Tecamachalco.- Catalina Bautista Castillo, de profesión maestra, tiene 27 años en el servicio, y eso para ella es motivo de orgullo.
De pequeña, por la falta de recursos, terminó su primaria y tuvo que dejar de estudiar por un periodo de nueve años, después con ganas de salir adelante y para obtener un mejor modo de vida, retomó sus estudios de secundaria, luego el bachillerato y posteriormente entró a la Normal.
En el pueblo donde vivía había una escuela para maestros, por lo que no sólo ella, también sus hermanos y algunos vecinos se inclinaron por aquella profesión.
Para ella, ser maestra es muy bonito, y guarda con mucho cariño sus recuerdos de aquellas épocas cuando inició. Comentó que en sus primeras actividades como maestra, “me fui a trabajar a Chiapas en una escuela rural muy pequeña, en donde no tenían casi nada para poder dar clases, la gente era de escasos recursos y los padres de familia implementaron una pequeñas bancas con madera”. La gente era muy amable y ella vivíamos en la misma escuela, en donde pasaban prácticamente todo el día con los niños.

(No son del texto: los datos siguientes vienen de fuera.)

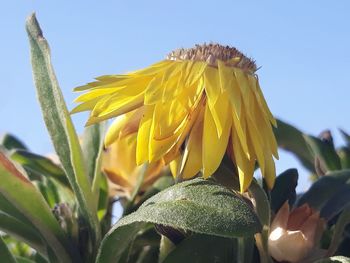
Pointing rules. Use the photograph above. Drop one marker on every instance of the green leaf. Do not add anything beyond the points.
(200, 248)
(346, 136)
(9, 142)
(324, 188)
(162, 183)
(24, 260)
(22, 232)
(60, 126)
(40, 165)
(336, 259)
(262, 206)
(291, 139)
(324, 151)
(200, 206)
(49, 191)
(335, 204)
(6, 255)
(32, 205)
(344, 155)
(123, 236)
(284, 189)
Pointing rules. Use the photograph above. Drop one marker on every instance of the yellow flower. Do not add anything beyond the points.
(119, 163)
(189, 109)
(294, 234)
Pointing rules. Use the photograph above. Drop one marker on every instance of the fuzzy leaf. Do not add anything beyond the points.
(200, 206)
(22, 232)
(60, 126)
(32, 205)
(5, 253)
(9, 142)
(39, 164)
(203, 249)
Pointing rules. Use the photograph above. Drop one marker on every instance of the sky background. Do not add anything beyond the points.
(301, 46)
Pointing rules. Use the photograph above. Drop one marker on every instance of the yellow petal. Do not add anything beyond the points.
(114, 130)
(143, 136)
(245, 167)
(174, 166)
(270, 171)
(240, 127)
(229, 84)
(263, 103)
(192, 157)
(220, 112)
(212, 85)
(153, 69)
(214, 147)
(85, 106)
(112, 107)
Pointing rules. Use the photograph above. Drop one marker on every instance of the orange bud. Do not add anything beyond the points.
(294, 235)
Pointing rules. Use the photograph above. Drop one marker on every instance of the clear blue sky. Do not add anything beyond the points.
(302, 46)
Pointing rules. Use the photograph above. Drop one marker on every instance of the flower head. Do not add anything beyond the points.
(119, 164)
(190, 109)
(294, 234)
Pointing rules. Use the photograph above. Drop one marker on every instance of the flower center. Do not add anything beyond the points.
(211, 53)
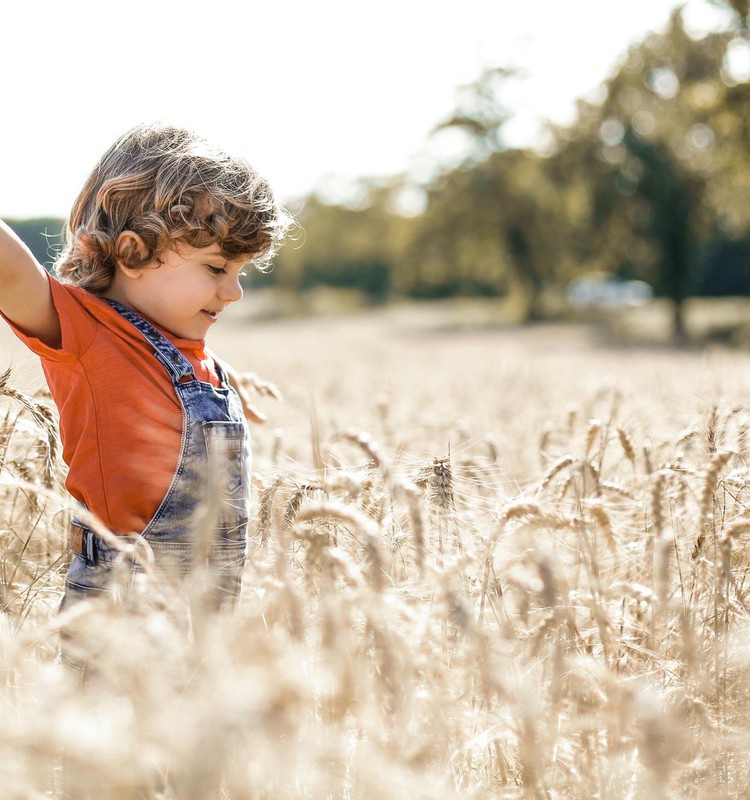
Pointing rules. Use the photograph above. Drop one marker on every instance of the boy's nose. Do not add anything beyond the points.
(231, 289)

Después trabajó en Oriental por la zona arqueológica de Cantona, fue una etapa definida como muy linda, pues en la mañana trabajaban con los niños y por la tarde ayudaban a plantar árboles, hortalizas. También hacían deporte por las tardes con los niños; los papás en agradecimiento por enseñar a sus hijos, les mandaban huevos criollos y tortillas para comer. A veces les regalaban algún pollito o verduras.

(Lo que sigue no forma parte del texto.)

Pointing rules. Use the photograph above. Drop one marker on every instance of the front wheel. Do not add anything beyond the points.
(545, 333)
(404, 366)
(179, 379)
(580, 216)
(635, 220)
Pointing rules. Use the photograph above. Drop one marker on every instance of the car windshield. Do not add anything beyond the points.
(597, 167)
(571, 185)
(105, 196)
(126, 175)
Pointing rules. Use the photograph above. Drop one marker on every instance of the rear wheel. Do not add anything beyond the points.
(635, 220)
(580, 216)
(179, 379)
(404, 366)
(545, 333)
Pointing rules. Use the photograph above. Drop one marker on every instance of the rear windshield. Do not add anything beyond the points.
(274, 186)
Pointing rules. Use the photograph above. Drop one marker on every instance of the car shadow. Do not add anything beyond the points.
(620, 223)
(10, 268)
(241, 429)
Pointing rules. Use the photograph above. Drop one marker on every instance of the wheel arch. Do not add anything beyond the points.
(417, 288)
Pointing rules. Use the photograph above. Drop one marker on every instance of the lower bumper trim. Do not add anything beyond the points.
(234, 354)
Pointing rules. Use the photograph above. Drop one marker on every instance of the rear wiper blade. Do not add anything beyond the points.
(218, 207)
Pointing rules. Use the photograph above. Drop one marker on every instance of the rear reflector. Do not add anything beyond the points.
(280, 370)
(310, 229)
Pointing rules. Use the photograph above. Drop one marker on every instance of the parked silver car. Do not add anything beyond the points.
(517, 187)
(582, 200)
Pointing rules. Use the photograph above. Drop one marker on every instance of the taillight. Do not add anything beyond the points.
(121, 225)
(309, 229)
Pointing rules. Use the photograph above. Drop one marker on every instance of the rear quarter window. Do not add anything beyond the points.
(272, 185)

“Y después llegué a Tecamachalco, y aunque dicen que tengo un carácter fuerte, los padres de familia siempre me han tenido cariño y respeto. Tengo más de veinte años trabajando en la escuela primaria ´Melchor Ocampo´, en la comunidad de Xochimilco, aunque en algunos meses ya me voy a jubilar”, compartió.

Sus satisfacciones
Como maestra tiene muchas satisfacciones, principalmente porque sus ex alumnos la siguen saludando cuando la encuentran por la calle, uno de ellos es Químico y tiene un laboratorio en Tecamachalco, y otra ex alumna es Maestra de Inglés, también en esta ciudad.
Como maestra lamenta la pérdida de autoridad que con los años se le ha ido delegando a los maestros, porque ya no pueden ni llamarles la atención a los niños, de hace 10 años a la actualidad, los tiempos han cambiado.
“Ahora los niños se la pasan encerrados viendo tele o en los videojuegos y las redes sociales. Aprenden cosas que los padres no se dan cuenta, muchos niños están solos y no son supervisados ni tienen la compañía de los padres”, afirmó.
La maestra Catalina compartió que ser maestro no es una labor mal pagada, porque reconoce que gozan de privilegios que otros profesionistas no. Como las vacaciones, tardes libres y recesos. Disponen de mucho tiempo para ellos y aunque no tienen un sueldo de diputado, tampoco son mal pagados.
Por ultimó envió un mensaje a los padres y alumnos; “nosotros como maestros contribuimos con una parte en la formación de los niños, pero la educación viene desde casa, inculquemos a los hijos el respeto”.